September 16, 2022 | OPINION | By Maggie Mixer
Last Wednesday, a recruiter named Alex presented an overview of his organization’s job opportunities to about 30 Colorado College students. He discussed the long hours, solid pay, and exemplary retirement plan. He emphasized how important it was for him, as a recruiter, to be honest. It was a normal presentation – besides the joke about how we didn’t know his real name.
Alex is a CIA recruiter. He described the CIA’s mission, saying, “really, all we do is collect information.” Apparently, Block-Plan-trained liberal arts students like us are perfect candidates for analyzing that information and preparing briefings. Alex told us to “think about the mission in terms of preventing war, not just for the United States, but for the world.” The CIA defends the nation.
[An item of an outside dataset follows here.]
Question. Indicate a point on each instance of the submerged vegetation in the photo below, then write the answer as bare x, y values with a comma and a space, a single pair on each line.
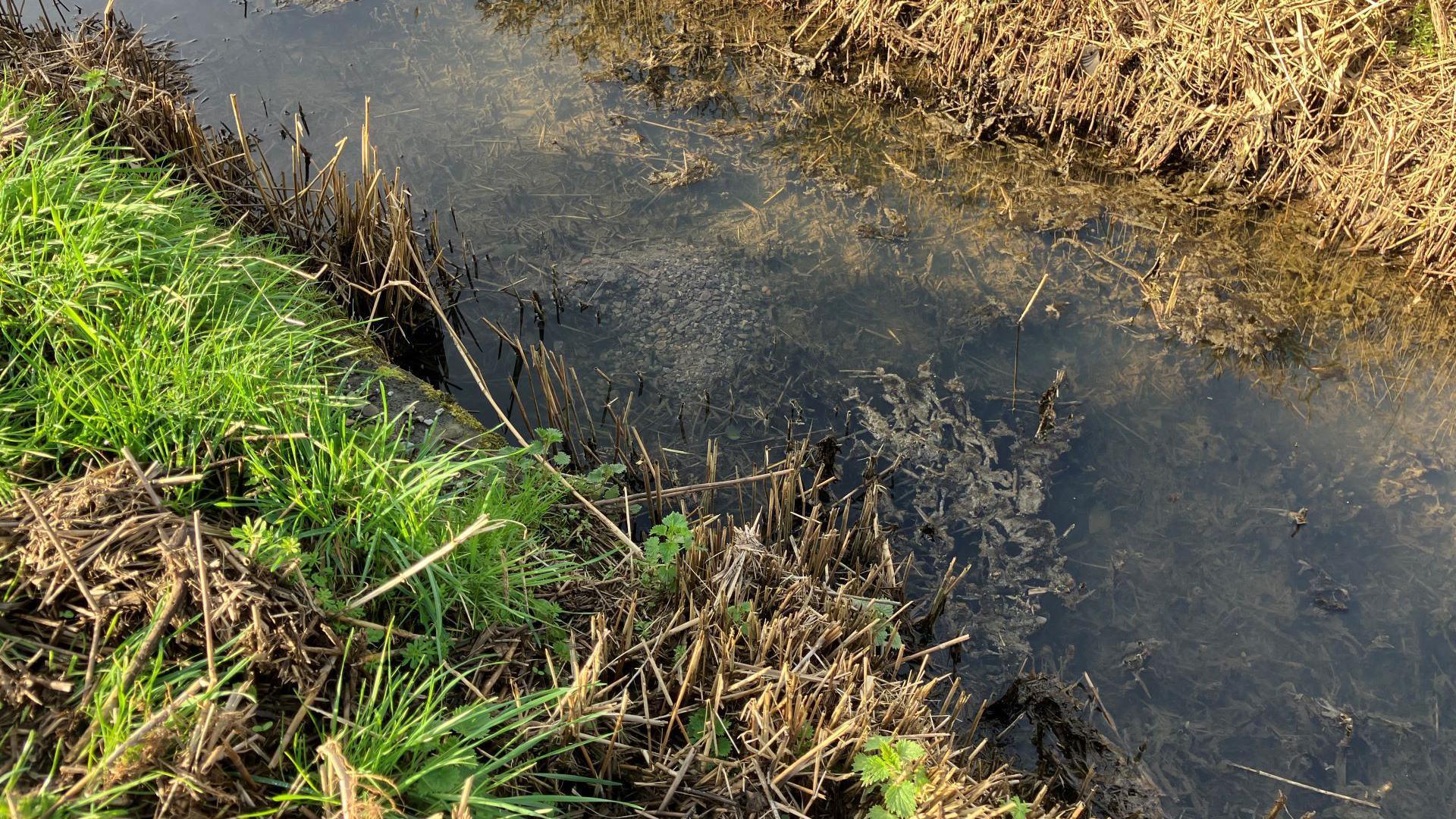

It protects human rights and democracy. It doesn’t work domestically. It’s not like the movies. You’ll either work at a desk in DC or you’ll work overseas, meeting with people betraying their countries to pass on information. This is what Alex said.
What, then, was the CIA doing in Iran in the 1950s, when it toppled Iran’s elected leader?
How about when the CIA, lobbied by a U.S. banana company, brought down the Guatemalan government in 1954 and funded the 30-year civil war that followed, culminating in the genocide of 200,000 indigenous Maya people?
Why was it, when successive presidential administrations poured billions of U.S. taxpayer dollars into installing and supporting dictatorships across Latin America, that the CIA was their chosen tool? Why was it the CIA’s job to arm and train the militaries of those dictators, while they disappeared, tortured, and slaughtered civilians? All this happened while most of our parents were in school, in the 1970s and 80s.
Why, during the War on Terror, have CIA officers so often worked with the U.S. military on the front lines? What was the CIA doing running ‘black sites’ from Abu Ghraib to Poland, where they brutally, pointlessly tortured suspected terrorists?
Why did the CIA help design a surveillance program that the NYPD used against Muslim Americans?
It’s clear that, since its founding in 1947, the CIA’s purpose has never been simply to “collect information.” For 75 years, presidents have turned to the CIA to exert U.S. ambitions at home and abroad, ruining millions of innocent lives. Has the CIA really made the world safer? More stable?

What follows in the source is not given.